Kawa’ydın Musa’ydın! Benim için anlatılmaz bir dost bir yoldaş bir kardeştin! Ve “ SEN “ her şeydin!...

Gecenin karanlığına umut olup ateş oldun yarınlara, yüreğindeki o engin ülke sevdasıyla kucakladın

ölümü ve gülüşlerin hiç sönmeyerek yanan yüreklere merhem oldu. Yoldaşların gibi canın pahasına

halkların insanlığın yüce değerlerini savundun son nefesine kadar. Aslında “ SİZ “ ölmediniz; güzeli ve

özgür olanı savunmak kutsallığın kendisidir deyip ölümsüzleşmeyi seçtiniz dünyanın menfi çıkarlarına

karşı. Hakikat, onur ve en kutsal insanlık değerleri siz bilge hevallerimizin düşüncelerinde olduğunu

bir kez daha ispatladınız. Güneşin aydınlığını savunarak meydan okudunuz faşizmin zifiri karanlığına.

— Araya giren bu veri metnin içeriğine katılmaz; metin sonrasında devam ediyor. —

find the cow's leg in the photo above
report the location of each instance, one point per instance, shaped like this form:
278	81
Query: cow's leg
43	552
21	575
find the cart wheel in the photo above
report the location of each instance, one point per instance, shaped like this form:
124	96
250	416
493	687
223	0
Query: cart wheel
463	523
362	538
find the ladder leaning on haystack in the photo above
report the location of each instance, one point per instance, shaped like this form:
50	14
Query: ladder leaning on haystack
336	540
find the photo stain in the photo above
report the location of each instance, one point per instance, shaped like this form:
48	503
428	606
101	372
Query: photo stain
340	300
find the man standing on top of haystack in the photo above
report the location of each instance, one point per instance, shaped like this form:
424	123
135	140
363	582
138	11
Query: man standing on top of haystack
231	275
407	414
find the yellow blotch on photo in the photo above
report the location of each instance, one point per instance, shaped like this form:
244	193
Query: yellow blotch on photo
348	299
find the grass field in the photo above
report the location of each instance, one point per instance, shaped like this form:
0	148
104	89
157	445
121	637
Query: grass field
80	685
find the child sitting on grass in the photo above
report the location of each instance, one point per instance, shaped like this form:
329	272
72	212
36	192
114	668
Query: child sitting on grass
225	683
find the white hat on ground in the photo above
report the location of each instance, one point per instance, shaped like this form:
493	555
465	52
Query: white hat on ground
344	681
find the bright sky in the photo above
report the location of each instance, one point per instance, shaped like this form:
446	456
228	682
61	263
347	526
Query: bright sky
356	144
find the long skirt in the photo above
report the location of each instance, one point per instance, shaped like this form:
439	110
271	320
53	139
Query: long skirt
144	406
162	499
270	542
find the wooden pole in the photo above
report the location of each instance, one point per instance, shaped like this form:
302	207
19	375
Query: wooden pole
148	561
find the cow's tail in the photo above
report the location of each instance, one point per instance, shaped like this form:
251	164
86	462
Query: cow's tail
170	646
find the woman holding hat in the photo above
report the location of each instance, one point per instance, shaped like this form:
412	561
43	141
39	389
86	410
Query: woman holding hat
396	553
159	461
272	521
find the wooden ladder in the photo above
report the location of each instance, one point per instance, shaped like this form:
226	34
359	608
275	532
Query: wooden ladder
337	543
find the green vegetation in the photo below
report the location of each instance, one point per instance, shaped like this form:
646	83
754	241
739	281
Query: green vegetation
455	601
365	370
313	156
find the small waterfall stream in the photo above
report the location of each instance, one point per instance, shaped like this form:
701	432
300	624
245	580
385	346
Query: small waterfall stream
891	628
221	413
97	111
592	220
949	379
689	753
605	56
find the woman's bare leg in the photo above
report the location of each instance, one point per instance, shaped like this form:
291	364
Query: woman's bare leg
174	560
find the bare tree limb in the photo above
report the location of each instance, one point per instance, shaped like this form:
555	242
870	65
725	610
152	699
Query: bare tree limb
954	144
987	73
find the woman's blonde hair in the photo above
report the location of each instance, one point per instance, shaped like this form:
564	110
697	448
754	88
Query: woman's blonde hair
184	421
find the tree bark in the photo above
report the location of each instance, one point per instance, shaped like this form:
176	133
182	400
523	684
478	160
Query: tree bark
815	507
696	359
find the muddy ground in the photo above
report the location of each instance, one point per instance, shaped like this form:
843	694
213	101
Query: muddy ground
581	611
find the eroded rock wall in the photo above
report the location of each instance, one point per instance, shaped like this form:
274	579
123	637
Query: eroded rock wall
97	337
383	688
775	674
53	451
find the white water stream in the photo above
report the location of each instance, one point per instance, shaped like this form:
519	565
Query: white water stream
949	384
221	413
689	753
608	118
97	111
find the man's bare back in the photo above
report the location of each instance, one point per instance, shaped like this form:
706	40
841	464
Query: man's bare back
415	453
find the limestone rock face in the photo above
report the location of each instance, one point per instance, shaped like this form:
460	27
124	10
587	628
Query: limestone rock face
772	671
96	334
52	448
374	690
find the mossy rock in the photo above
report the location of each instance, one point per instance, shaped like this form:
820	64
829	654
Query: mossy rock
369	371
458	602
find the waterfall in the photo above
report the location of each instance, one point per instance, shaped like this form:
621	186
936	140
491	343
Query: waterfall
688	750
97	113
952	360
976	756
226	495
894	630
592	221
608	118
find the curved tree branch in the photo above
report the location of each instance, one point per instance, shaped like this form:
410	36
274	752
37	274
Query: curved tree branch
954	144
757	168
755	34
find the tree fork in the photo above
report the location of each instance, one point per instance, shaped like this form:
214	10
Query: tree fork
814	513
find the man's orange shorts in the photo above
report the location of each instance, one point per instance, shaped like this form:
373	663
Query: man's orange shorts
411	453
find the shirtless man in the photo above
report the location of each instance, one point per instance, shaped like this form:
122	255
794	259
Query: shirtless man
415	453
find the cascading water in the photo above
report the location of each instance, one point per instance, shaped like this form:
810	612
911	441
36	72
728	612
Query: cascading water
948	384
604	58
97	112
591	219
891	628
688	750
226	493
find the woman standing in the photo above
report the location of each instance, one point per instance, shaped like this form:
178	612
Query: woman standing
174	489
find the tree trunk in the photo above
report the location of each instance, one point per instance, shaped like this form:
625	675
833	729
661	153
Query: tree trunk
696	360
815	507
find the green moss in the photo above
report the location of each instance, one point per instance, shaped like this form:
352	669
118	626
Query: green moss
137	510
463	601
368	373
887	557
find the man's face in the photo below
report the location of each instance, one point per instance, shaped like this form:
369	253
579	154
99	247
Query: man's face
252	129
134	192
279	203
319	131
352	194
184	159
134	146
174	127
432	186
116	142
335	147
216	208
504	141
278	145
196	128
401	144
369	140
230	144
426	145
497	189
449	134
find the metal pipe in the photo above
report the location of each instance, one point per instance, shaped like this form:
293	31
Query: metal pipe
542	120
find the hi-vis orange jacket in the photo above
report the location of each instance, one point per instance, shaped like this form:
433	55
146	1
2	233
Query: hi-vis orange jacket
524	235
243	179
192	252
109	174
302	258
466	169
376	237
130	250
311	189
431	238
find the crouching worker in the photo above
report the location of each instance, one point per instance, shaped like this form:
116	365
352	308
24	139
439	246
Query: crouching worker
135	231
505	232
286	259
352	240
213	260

Lanet ile kutsalın savaşında yıldızlaşarak karanlıkları aydınlık eylediniz. Halkımız, özgürlüğü her

gözünden öptüğünde sizleri minnetle anacak. Ve “SEN” ,can yoldaşım kardeşim; yüzlerini öpmeye

kıyamayıp da ellerinden öptüğün çocuklara bir yıldız suretinde el sallayıp ölümsezleştin.